Bolivian taxi driver Carlos Lara has spent three nights sleeping in his car at a service station, hoping that petrol supplies held up by supporters of former president Evo Morales will make it through.

“No petrol, no work,” the 72-year-old Lara said on Sunday as supporters of Morales continued to block a road leading from La Paz to a refinery to the east, leaving gas stations bone dry.

He has been waiting in his car since 7am on Thursday, and kills time by listening to the radio or chatting with taxi colleagues who, like him, are on the lookout for a truck with petrol so they can get back to work.

“They tell us that the petrol will arrive ‘maybe tomorrow,’ and the next day it is ‘maybe tomorrow’ again. And that is where we are right now,” said Lara, pointing to several dozens cars in line with him.

The scene is repeated at just about every petrol station in La Paz, Bolivia’s administrative capital and ground zero of a red hot political crisis.

Morales resigned a week ago amid violent protests over alleged fraud in his re-election to a fourth term in presidential voting on October 20.

Ever since then, Morales backers have demonstrated daily to demand the resignation of Jeanine Anez, a conservative senator who was legally in line to replace him and declared herself acting president on Tuesday.

Clashes have broken out with security forces, especially in the central city of Cochabamba, a Morales stronghold. Nine people died, according to the Inter-American Commission on Human Rights.

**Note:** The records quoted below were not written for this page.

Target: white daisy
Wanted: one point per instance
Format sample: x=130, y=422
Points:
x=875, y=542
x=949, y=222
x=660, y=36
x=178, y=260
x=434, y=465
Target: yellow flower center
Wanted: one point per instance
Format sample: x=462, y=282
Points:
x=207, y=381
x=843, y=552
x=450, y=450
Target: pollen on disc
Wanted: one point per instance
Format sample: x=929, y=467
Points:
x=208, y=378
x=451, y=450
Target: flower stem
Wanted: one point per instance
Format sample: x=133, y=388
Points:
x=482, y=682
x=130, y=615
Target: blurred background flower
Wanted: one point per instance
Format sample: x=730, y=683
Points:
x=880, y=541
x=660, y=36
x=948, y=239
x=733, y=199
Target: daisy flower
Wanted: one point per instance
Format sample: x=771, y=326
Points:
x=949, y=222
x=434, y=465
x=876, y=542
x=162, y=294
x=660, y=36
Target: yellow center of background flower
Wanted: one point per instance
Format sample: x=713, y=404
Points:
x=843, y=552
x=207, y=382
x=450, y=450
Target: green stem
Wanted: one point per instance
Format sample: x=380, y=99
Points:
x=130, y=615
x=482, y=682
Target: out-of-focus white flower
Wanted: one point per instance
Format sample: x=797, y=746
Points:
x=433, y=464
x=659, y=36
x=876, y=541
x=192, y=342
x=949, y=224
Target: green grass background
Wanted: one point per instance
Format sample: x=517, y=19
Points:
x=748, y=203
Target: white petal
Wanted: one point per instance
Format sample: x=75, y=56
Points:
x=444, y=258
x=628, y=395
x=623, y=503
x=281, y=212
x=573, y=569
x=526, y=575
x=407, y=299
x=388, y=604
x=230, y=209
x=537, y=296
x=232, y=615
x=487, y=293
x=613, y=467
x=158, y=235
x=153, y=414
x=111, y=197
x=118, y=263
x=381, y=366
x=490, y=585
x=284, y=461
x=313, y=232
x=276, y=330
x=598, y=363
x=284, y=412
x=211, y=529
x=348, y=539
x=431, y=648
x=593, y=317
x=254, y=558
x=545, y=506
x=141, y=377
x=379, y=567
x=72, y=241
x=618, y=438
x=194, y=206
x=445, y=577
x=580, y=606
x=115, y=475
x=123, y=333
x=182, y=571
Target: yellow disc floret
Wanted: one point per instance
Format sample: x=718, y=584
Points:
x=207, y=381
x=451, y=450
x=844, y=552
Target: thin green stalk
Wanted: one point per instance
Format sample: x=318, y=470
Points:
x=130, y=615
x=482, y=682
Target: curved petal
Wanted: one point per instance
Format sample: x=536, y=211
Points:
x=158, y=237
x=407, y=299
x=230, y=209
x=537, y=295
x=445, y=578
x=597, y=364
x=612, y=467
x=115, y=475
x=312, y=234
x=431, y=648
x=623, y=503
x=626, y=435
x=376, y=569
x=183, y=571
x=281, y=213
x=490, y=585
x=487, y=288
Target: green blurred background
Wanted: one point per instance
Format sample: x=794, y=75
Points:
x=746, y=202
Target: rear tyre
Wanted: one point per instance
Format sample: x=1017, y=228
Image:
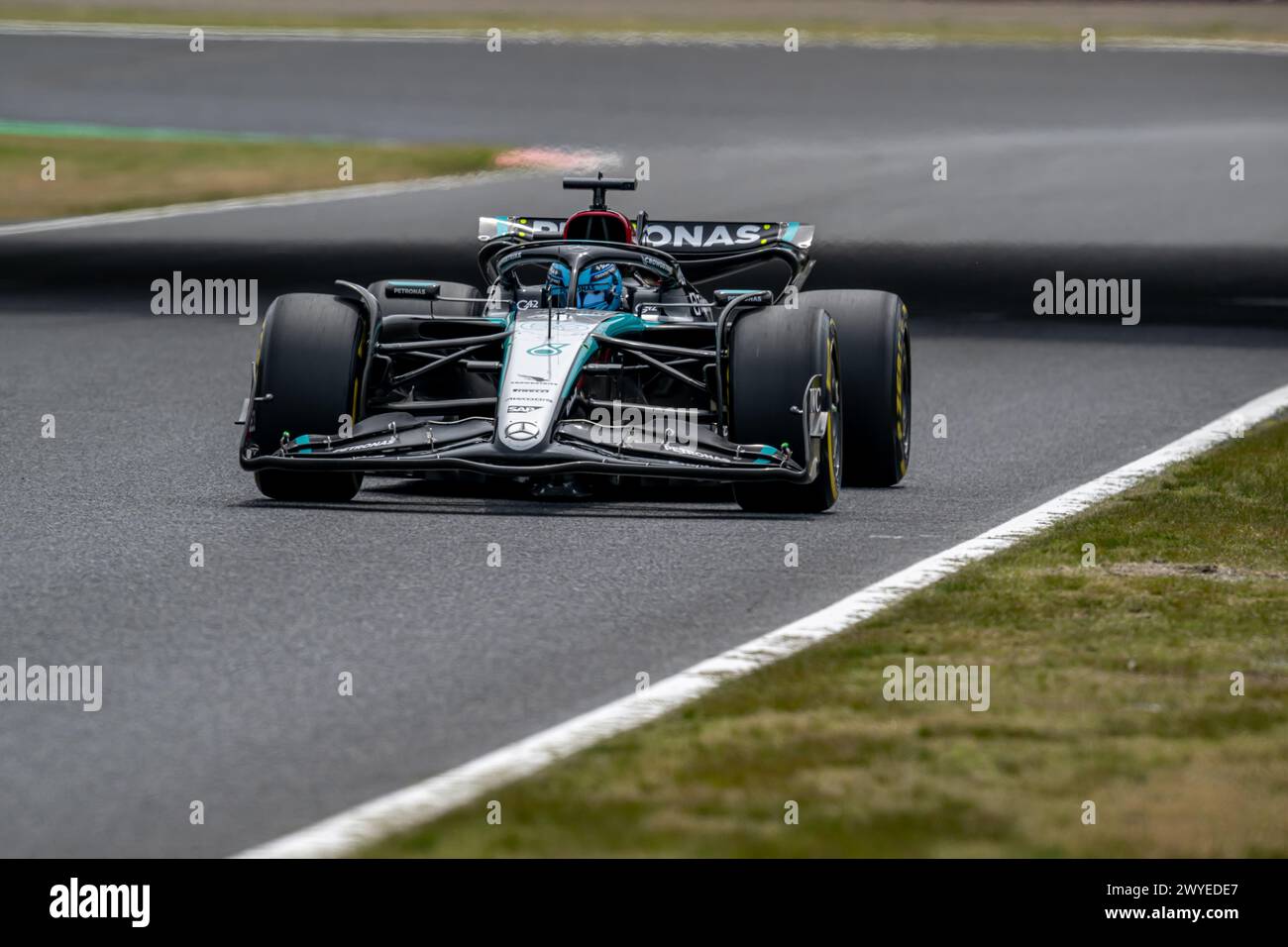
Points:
x=309, y=361
x=876, y=355
x=774, y=354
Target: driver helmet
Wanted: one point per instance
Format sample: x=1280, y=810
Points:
x=599, y=286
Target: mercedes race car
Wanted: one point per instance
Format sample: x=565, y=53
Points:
x=589, y=352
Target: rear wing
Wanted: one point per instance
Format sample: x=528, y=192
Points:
x=673, y=236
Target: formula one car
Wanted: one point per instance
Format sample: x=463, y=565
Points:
x=590, y=352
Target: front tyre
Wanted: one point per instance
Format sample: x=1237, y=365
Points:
x=774, y=354
x=310, y=363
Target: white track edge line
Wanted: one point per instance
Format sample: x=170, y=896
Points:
x=423, y=801
x=626, y=38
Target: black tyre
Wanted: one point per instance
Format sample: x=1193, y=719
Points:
x=309, y=361
x=876, y=360
x=399, y=296
x=774, y=354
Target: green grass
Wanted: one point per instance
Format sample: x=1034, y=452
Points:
x=1108, y=684
x=119, y=169
x=944, y=24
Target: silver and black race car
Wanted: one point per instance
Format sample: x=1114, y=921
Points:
x=590, y=352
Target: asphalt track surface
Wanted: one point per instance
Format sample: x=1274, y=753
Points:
x=220, y=682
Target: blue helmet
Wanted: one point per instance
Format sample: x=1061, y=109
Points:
x=599, y=286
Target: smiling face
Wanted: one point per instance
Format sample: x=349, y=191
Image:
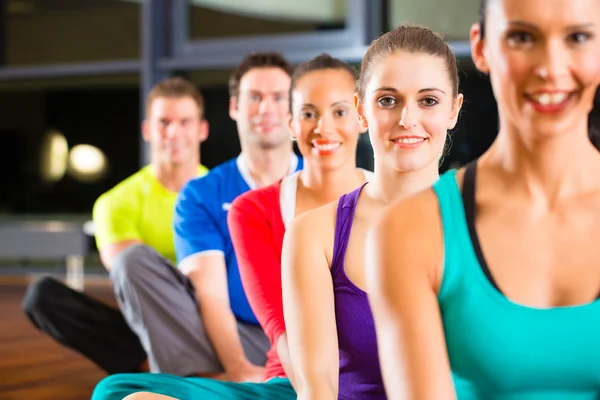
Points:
x=324, y=119
x=261, y=107
x=174, y=129
x=542, y=58
x=408, y=107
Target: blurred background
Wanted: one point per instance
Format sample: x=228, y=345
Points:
x=73, y=75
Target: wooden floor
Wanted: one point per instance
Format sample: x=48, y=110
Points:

Protesters blocked a road leading from La Paz to the neighbouring city of El Alto earlier this past week. They have now blocked the key supply route from La Paz to Santa Cruz, the country’s financial capital, and to the centre and east of the country, where farming is concentrated.

These demonstrators have also blocked the Sanketa refinery near El Alto, which supplies gasoline and natural gas to the entire La Paz region.

Colonel Rodolfo Montero, the new head of the Bolivian police, said on Sunday that the regional commander in El Alto has begun a dialogue with the protesters. But no progress has been reported so far.

Lara says he has nothing against the protesters. In his opinion, the Anez government made a big mistake and could have calmed things down without calling out soldiers and police as it did near Cochabamba.